Sister Bernadette’s white forehead peeks through the doorway. My attention distracted, I had missed the squeak of her left shoe.
“Come in,” I say again.
Sister Bernadette is the youngest nun at the convent and loves to chatter. The two usually don’t go together, as the young tend to keep their secrets well-hidden, revealed only to their confessor, one of the resident priests at R. Catholic Church. However, few young women have been admitted here in recent years, so the tide might have shifted in this respect without my knowledge. Regardless, Sister Bernadette is of another ilk. Those who take vows out of optimism, instead of shame. A social brand of nun, who want to save the whales and protect the ecosystem. She is always passing around flyers and petitions, reciting a litany of statistics and studies. Her belief in fact is apparently unshakeable. She keeps meticulous records and files detailing her various projects and photocopies them at the church for Mother Superior’s office. Sister Bernadette has been rallying Mother Superior and Father B. to allocate some of the parish’s money to ethical mutual funds, citing examples of Sisters in the United States who hold shares in large companies solely so they can disrupt the annual shareholders’ meetings and control the morality of businesses. I wonder how Sister Bernadette will possibly survive in this world. Who has protected her for so long? Most of us can’t save even one person, let alone an entire species. She smiles often, though, her braces removed before she came to live here, her teeth perfectly aligned, and her brown eyes are quite pleasing, large and round like amber. Within a week of Sister Bernadette’s entrance into the convent, she took over the mail delivery from Sister Maria, whose knees are stricken with arthritis. There is no need for anyone to deliver the mail, but Sister Bernadette claimed it was “such a lovely way to say hello to everyone in the morning.” Mother Superior is amused by her, I gather, though Mother Superior herself is rarely visible in the mornings. She is efficient and incredibly organized. Perhaps because of this, she is rarely social with anyone when it doesn’t directly serve a greater purpose. It is rumoured she composes long religious sermons on the deterioration of the laws of the Church, on contemporary evils such as genetic engineering and plastic surgery, and
that she packs them up and sends them to her brother in England who looks after her finances. Sister Maria says Mother Superior receives mail from academic religious journals under an androgynous pseudonym, but Sister Maria doesn’t read very well, English being her third language. The truth of Sister Maria’s claim is difficult to prove. Sister Maria also thinks Mother Superior wishes she had been born a man.
Sister Bernadette, twenty-four years old, tiny-hipped and small-breasted, her face scrubbed clean and makeup free, lowers her head in a mock gesture of guilt.
“With such a large package to deliver this morning, I forgot to give you this little letter,” she says, her left arm extended towards me on the bed.

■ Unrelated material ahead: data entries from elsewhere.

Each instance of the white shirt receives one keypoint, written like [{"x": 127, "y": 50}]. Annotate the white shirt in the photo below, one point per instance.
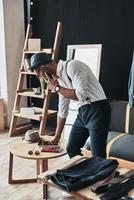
[{"x": 82, "y": 80}]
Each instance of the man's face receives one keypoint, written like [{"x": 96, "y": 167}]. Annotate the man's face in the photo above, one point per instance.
[{"x": 39, "y": 71}]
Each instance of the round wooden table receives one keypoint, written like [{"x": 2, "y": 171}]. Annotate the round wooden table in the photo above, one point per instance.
[{"x": 21, "y": 150}]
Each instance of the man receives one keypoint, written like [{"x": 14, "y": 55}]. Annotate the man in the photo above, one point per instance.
[{"x": 73, "y": 80}]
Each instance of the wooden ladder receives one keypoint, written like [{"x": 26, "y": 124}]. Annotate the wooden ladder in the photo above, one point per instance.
[{"x": 44, "y": 113}]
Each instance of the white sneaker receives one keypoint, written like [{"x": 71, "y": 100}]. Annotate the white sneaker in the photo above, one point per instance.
[{"x": 65, "y": 194}]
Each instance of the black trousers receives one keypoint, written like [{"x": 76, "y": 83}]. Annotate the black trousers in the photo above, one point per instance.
[{"x": 92, "y": 120}]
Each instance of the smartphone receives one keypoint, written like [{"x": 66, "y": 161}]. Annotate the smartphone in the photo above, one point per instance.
[{"x": 47, "y": 72}]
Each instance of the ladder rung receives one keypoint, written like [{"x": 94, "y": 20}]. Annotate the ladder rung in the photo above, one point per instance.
[
  {"x": 37, "y": 117},
  {"x": 31, "y": 94},
  {"x": 49, "y": 51}
]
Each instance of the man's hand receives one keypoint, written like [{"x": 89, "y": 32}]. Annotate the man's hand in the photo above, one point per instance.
[
  {"x": 51, "y": 82},
  {"x": 54, "y": 140}
]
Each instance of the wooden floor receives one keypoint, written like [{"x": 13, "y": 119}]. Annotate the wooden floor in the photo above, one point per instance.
[{"x": 23, "y": 169}]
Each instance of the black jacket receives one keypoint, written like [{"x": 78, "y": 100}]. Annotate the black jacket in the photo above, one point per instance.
[{"x": 84, "y": 173}]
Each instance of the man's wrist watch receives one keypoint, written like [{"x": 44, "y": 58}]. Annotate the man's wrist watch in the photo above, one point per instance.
[{"x": 57, "y": 88}]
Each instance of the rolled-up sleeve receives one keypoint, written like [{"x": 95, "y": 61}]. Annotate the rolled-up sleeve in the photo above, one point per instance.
[
  {"x": 79, "y": 80},
  {"x": 63, "y": 106}
]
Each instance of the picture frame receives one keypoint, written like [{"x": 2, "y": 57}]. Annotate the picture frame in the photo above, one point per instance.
[{"x": 89, "y": 54}]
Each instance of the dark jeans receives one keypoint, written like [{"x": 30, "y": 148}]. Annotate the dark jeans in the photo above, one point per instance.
[{"x": 92, "y": 119}]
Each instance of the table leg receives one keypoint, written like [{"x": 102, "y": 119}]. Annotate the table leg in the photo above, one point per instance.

The candle holder occupying my private thoughts, weighing heavily upon me, I try not to tremble as I take the letter from her hands. If there is any outward change in my behaviour or appearance, Sister Bernadette doesn’t seem to notice. Relieved, I let out a sigh, louder than I mean to, when I see the writing on the envelope. Christine always prints on her envelopes or packages, usually in bright pens or markers: purple, green, yellow, as if the sender were a child. She says she wants to brighten up the convent a little, add some colour. This particular letter is addressed in mustard yellow, and Sister Bernadette recognizes the distinct presentation too.
“From your sister, Christine, right?”
I nod cheerfully for Sister Bernadette’s benefit. My sister’s letters and visits rarely make me happy. We see differently. Even discussions about the weather leave us on opposite sides of a fence. The first time she came to visit me here, she walked into my room and gasped. “Couldn’t you ask for a nicer room, one with a little more light? What will you do in the winter? Did they give you this room because you’re new? Is there really nothing left? How about this floor, it’s going to be impossible in the cold. You’ll get sick. You’ll never get any fresh air from that window,” she ranted.